Abstract:
VQA systems aim to interpret natural language questions about images and generate accurate responses by leveraging both visual and textual information. However, despite their growing popularity, existing VQA models face significant performance challenges due to biases inherent in their training datasets. Despite efforts to address these biases, current approaches often struggle to maintain robustness across various distribution settings. Moreover, some methods that demonstrate robustness in out-of-distribution scenarios do so at the expense of in-distribution performance.
To address this challenge, this research proposes a novel architecture that combines transfer learning and debiasing techniques to create a more balanced and robust VQA model. The implementation uses the Xception network to extract high-level image features and the SBERT model to capture semantic question embeddings. These features are fused using a pointwise multiplication strategy to form a multimodal representation, which is then passed through a classifier trained on the VQA v2 dataset. A class-balanced loss function was introduced to counteract answer frequency biases by inversely weighing the loss contribution of frequent and infrequent answers. Finally, the entire system was encapsulated in a web-based application with a Flask backend and React frontend, allowing end-users to interactively upload images, pose questions, and receive model-generated answers.
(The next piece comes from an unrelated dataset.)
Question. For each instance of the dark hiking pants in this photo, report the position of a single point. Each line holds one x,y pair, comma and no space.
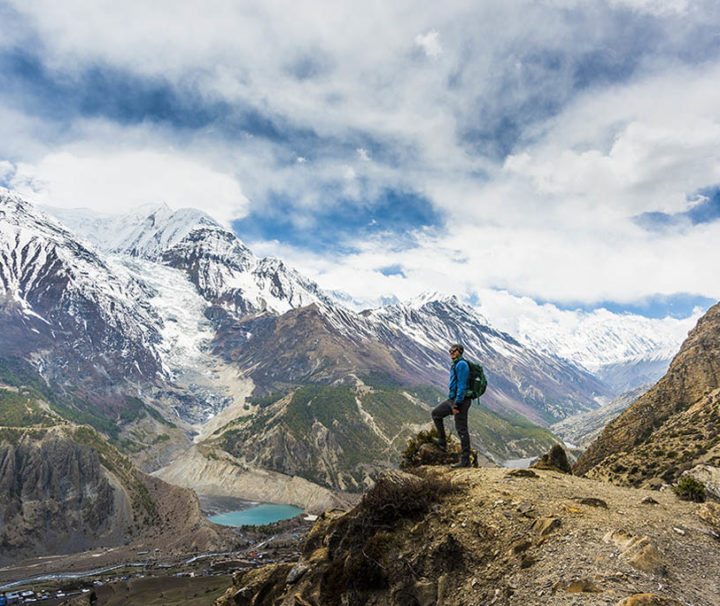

Extensive testing was carried out to measure how well the system performs both on familiar data (in-distribution) and new, unseen data (out-of-distribution). While the baseline model without debiasing slightly outperformed in standard accuracy, it struggled with rare question types in the OOD dataset. The debiased model, however, showed better balance across different answer types, improved accuracy for underrepresented classes, and achieved a 1.69% boost in tail accuracy on the GQA-OOD benchmark. These gains came without significantly lowering performance on common answers. Overall, the results show that combining class-balanced debiasing with pretrained models leads to a more robust and fairer VQA system.